The listing is chronological, most recent to George Washington top to bottom of the page, with some books on leadership and so forth at the bottom. The most recent President, Donald Trump, is having many books published with political or polemical edges to them. The political books are listed on the Politics & Current Events page. For this page I will strive to select books on Trump that have a historical framework or methodology.
Camera Girl: The Coming of Age of Jackie Bouvier Kennedy
Camera Girl: The Coming of Age of Jackie Bouvier Kennedy
An illuminating new biography of the young Jackie Bouvier Kennedy that covers her formative adventures abroad in Paris; her life as a writer and photographer at a Washington, DC, newspaper; and her romance with a dashing, charismatic Massachusetts congressman who shared her intellectual passion.
Camera Girl brings to cinematic life Jackie’s years as a young, single woman trying to figure out who she wanted to become. Chafing at the expectations of her family and the societal limitations placed on women in that era, Jackie pursued her dream career as a writer. Set primarily during the years of 1949 to 1953, when Jackie was in her early twenties, the book recounts in heretofore unrevealed detail the story of her late college years and her early adulthood as a working woman.
Before she met Jack Kennedy, Jacqueline Bouvier was the Washington Times-Herald’s “Inquiring Camera Girl,” posing compelling questions to members of the public on the streets of DC and snapping their photos with her unwieldy Graflex camera. She then fashioned the results into a daily column, of which six hundred were published.

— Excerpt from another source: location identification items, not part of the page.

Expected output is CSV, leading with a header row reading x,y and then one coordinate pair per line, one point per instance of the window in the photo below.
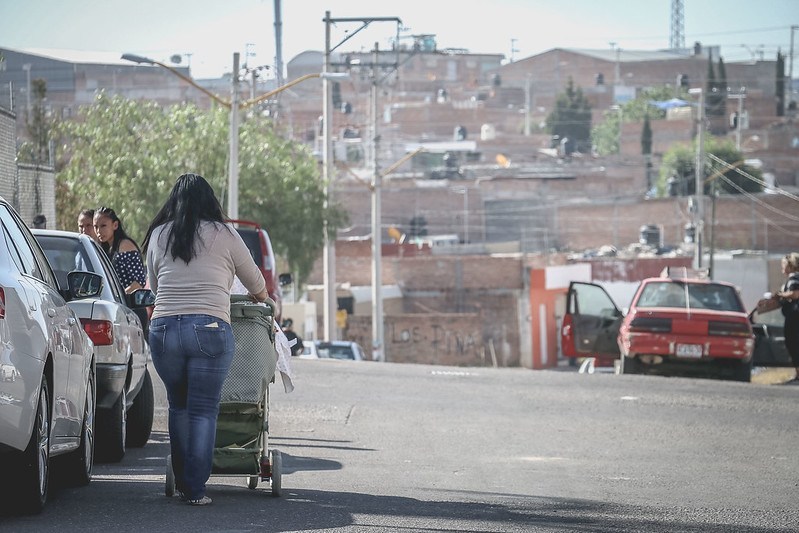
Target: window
x,y
16,241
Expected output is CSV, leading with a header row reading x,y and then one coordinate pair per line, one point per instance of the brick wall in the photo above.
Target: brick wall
x,y
29,188
8,149
458,339
36,181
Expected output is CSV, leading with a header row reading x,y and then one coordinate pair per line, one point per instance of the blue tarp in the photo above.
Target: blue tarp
x,y
669,104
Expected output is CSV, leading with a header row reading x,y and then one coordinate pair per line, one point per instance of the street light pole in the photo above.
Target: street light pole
x,y
329,253
233,169
234,105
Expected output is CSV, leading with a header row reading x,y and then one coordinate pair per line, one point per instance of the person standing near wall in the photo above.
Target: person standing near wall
x,y
787,298
123,250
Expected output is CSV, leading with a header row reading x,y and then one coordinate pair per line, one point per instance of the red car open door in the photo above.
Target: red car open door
x,y
591,323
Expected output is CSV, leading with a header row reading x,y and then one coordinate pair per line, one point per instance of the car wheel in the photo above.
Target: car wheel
x,y
35,467
112,428
78,464
631,365
140,415
742,371
277,471
169,486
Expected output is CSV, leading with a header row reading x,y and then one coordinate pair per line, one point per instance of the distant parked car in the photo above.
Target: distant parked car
x,y
124,387
344,350
676,324
309,350
260,245
47,393
770,349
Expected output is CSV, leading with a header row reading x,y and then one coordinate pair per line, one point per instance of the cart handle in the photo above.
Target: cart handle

Carl Sferrazza Anthony, a historian and leading expert on First Ladies, draws on these columns and previously unseen archives of Jackie’s writings from this time, along with insights gleaned from interviews he conducted with the former First Lady’s friends, colleagues, and family members. Camera Girl offers a fresh perspective on the woman later known as Jacqueline Kennedy and Jackie O, introducing us to the headstrong, self-assured young woman who went on to be one of the world’s most famous people. It’s a glamorous and surprisingly hard-charging story of a person determined to define herself, told with admiration, empathy, and journalistic rigor.